These brands are best differentiated by price points: Gap is focused on current essential fashions at midpoint prices, while Old Navy is discount current fashion. Banana Republic is more of a luxury brand that is focused more on classic and timeless clothing as opposed to fashion.
The Gap also operates Athleta, a rapidly growing premium fitness apparel store for women that the company acquired in 2008. Sales at Athleta are up 48% since the start of the pandemic and up 18% in the most recent quarter. Athleta opened Athleta Girl in 2016 and began selling sleepwear on 2020.

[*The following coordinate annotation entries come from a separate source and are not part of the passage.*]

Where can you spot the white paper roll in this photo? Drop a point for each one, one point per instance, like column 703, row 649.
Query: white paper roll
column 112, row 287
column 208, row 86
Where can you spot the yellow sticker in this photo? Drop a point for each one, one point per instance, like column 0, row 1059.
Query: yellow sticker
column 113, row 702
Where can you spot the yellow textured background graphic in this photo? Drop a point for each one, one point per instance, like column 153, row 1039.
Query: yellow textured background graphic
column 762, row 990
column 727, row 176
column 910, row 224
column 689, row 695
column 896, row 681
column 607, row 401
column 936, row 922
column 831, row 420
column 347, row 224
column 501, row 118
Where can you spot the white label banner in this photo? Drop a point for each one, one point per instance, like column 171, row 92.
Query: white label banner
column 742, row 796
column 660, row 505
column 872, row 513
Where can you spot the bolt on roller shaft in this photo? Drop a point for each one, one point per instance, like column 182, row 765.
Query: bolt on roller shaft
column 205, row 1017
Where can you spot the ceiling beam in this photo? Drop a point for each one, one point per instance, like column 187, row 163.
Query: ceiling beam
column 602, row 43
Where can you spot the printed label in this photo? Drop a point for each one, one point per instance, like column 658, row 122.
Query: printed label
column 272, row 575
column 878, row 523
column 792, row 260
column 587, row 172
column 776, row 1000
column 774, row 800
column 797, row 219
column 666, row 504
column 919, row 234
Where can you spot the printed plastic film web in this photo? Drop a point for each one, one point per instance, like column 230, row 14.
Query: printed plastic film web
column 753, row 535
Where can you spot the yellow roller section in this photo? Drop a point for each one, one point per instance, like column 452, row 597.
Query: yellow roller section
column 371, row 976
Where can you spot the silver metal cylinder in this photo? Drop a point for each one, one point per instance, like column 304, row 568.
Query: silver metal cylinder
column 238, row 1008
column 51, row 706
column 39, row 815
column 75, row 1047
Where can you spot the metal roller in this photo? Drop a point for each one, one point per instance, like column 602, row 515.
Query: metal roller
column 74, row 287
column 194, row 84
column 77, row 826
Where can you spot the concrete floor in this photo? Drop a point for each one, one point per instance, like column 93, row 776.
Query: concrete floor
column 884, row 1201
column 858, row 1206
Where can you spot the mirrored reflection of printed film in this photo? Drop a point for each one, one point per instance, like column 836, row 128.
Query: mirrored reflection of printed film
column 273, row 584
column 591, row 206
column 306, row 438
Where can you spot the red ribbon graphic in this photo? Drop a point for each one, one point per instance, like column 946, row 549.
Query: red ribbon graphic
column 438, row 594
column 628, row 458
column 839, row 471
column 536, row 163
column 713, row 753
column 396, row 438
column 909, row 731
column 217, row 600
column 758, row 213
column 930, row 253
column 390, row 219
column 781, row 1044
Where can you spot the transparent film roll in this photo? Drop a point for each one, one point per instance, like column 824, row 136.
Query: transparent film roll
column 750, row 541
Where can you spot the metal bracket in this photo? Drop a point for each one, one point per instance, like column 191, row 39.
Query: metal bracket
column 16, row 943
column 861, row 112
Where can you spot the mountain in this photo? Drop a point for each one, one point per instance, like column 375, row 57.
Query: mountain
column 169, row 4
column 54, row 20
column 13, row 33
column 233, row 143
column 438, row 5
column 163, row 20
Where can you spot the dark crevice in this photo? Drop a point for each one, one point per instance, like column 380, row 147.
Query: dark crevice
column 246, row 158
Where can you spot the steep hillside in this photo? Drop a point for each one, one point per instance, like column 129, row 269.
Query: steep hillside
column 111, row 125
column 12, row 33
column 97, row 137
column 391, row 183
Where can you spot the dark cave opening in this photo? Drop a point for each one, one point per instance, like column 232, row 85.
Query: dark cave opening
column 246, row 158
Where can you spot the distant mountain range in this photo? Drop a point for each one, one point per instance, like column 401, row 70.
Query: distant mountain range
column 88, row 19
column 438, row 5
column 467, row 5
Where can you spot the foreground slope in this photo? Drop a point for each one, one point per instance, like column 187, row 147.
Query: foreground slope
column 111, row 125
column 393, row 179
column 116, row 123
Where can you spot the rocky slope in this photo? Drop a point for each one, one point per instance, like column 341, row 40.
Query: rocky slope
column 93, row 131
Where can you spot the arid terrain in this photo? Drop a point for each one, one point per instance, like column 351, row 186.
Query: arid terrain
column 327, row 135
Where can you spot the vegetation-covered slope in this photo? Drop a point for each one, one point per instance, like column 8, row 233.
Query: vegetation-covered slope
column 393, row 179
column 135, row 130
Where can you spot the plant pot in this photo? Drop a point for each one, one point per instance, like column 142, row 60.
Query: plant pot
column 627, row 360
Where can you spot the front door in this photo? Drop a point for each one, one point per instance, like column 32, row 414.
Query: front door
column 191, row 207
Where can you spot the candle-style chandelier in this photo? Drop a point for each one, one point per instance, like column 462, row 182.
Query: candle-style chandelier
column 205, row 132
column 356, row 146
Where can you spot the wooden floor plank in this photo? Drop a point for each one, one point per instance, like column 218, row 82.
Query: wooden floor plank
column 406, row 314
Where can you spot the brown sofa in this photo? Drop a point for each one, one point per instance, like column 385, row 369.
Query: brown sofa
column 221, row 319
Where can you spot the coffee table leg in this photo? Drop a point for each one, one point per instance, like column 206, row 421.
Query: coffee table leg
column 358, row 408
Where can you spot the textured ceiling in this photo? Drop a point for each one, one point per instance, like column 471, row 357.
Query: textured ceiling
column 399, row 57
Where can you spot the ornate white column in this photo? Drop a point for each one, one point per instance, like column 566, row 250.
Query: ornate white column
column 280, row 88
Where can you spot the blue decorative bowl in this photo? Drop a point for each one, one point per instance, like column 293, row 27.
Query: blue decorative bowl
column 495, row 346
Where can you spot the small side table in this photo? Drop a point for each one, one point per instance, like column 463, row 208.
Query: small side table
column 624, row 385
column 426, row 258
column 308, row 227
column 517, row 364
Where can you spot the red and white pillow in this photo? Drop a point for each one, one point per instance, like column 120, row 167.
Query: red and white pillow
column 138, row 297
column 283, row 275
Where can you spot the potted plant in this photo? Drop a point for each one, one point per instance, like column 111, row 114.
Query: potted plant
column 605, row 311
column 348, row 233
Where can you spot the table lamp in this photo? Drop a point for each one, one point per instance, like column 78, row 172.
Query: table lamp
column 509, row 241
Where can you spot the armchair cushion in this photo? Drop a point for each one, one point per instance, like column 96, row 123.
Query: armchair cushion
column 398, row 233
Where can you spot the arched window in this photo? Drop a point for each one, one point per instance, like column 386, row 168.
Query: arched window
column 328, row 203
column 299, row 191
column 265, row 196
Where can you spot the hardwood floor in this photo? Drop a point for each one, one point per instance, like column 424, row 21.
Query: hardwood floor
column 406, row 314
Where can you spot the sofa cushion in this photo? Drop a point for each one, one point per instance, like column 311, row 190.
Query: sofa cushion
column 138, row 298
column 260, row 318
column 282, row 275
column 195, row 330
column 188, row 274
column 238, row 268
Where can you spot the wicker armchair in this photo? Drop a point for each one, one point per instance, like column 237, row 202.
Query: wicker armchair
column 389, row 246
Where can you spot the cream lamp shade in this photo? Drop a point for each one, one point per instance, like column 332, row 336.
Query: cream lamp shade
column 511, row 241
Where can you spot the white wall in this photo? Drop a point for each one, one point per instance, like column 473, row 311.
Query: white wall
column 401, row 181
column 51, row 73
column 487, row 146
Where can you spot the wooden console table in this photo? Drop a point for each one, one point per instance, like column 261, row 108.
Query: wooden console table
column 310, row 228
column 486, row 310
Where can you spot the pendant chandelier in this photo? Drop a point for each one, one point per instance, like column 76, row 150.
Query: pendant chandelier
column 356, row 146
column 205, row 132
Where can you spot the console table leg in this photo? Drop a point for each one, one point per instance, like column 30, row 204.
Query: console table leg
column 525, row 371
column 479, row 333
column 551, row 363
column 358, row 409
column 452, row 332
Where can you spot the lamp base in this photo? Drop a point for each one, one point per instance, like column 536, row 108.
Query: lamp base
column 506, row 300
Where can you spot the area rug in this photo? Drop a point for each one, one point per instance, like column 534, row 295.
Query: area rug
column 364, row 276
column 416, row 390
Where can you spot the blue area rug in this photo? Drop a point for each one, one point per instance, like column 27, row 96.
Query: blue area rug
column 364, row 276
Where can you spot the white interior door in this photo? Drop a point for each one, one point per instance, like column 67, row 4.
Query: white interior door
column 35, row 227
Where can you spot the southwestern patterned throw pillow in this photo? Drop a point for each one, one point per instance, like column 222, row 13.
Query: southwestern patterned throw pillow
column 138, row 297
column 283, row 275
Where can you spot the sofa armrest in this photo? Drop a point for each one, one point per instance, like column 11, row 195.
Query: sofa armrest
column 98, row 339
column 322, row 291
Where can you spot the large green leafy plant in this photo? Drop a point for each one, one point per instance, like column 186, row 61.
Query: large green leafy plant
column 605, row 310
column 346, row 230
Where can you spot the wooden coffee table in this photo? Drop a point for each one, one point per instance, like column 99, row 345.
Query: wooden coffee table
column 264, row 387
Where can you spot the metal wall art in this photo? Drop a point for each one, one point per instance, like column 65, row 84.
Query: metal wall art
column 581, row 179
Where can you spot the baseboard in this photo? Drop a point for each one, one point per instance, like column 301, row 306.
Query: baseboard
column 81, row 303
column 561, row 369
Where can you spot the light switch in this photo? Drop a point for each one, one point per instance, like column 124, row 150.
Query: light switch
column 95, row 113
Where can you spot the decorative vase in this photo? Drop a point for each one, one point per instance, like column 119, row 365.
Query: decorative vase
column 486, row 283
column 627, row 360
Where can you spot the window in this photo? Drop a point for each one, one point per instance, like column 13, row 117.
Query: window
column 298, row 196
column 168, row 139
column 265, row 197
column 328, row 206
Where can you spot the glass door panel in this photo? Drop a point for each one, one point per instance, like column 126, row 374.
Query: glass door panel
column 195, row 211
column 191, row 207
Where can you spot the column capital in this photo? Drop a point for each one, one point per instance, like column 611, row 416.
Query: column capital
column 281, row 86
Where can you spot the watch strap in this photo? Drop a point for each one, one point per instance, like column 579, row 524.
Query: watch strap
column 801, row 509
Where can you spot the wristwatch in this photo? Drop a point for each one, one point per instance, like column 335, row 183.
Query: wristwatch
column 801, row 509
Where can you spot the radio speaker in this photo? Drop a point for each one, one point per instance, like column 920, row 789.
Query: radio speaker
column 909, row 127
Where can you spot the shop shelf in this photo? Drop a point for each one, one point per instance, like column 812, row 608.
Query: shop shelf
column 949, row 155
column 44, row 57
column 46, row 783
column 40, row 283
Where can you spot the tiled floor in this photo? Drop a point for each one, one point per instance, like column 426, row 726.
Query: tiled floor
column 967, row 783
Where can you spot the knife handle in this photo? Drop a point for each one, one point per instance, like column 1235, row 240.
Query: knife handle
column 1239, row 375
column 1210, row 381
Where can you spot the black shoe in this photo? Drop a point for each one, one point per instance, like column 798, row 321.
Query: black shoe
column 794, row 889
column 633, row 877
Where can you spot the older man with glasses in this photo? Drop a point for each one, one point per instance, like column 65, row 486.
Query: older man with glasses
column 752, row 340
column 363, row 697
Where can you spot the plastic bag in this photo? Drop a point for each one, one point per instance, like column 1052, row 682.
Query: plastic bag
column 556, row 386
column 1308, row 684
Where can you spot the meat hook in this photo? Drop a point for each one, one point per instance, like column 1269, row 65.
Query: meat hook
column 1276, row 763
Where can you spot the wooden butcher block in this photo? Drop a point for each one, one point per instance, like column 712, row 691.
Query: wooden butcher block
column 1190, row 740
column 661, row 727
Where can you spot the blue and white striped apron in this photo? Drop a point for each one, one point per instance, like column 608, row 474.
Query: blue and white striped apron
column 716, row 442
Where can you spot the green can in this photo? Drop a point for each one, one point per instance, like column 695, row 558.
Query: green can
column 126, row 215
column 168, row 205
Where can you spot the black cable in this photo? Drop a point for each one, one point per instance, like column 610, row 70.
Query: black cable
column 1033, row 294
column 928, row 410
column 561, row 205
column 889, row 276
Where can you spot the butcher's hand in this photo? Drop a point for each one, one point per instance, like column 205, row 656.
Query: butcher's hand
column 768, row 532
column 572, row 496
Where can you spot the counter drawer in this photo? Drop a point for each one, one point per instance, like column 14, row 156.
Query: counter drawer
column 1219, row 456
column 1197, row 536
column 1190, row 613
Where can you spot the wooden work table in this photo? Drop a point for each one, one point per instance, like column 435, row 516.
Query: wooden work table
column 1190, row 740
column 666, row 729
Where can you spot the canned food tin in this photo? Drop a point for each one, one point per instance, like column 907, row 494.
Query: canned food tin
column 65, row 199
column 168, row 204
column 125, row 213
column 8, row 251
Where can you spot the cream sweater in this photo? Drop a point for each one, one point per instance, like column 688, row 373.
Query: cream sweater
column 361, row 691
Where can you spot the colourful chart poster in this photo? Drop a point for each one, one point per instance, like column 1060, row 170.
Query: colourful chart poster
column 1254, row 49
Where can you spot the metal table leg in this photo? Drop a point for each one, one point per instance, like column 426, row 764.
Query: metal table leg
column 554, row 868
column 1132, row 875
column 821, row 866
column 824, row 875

Old Navy is the largest of the company’s brands, accounting for 54% of sales in the January 2022 fiscal year. Gap Stores accounted for 24%, Banana Republic for 12%, and Athleta for the remaining 10%.
The past decade has been a very frustrating one for Gap shareholders. Revenues did not grow between the January 2014 and the January 2020 fiscal years, barely advancing from $16.1 billion to $16.4 billion. Margins came under pressure from a competitive retail environment and spending on new store concepts.
Also, despite share buybacks that retired 22% of outstanding shares, EPS fell from $2.74 to $1.97 over the same period. During this period, the price of GPS stock fell from over $40 a share in 2014 to under $20 a share by the end of 2019.
When the pandemic led to operating losses, Gap management took action, initiating Power Plan 2023 to improve results. Under this plan, the company sought to grow the profitable Old Navy and Athleta brands, close underperforming stores and increase online sales. Non-core businesses, including baby store Janie and Jack and men’s fitness store Intermix, were divested.
The plan seemed to have some success initially. The first half of the January 2022 fiscal year was a strong one, with revenues up 6.3% and operating income 8.5% higher from the same period in pre-pandemic 2019.
Investors were very encouraged and bid the stock up to over $36 a share. However, higher freight costs and supply chain shortages dampened the second half of the year, especially for the key Old Navy brand, and the stock fell back to below $20 again.
Still, I do not think the January 2022 fiscal year was a bad one for GPS, with diluted EPS of $1.44 a share and sales up 2% from 2019 levels despite the extraordinary expenses and sales shortages related to the supply chain. Extra air freight alone cost the company $0.80 a share in earnings. So, all things considered, fiscal 2022 was a decent year for the company.
Now, GPS has become a “show me” story for fiscal 2023. There is some market skepticism surrounding the company’s guidance for EPS of $1.85 to $2.05 in the current fiscal year. However, I believe this guidance is actually reasonable. A bigger contribution from online sales and the more profitable Old Navy and Athleta names should drive a continued expansion in merchandise margins.
While the number of Gap stores is shrinking, the remaining ones have been doing well. Sales comparisons are very easy in the second half of the year, and the cost pressures should ease at that time as well.
I am confident GPS will earn at least the low-end of their guidance in the current year. At just 8X EPS of $1.85 in the current year, there is too much negativity priced into the stock, as there are several good things going on at GPS. I expect the negativity to lift sometime this year, and then the stock should do very well. Buy GPS under $17. My target is $21.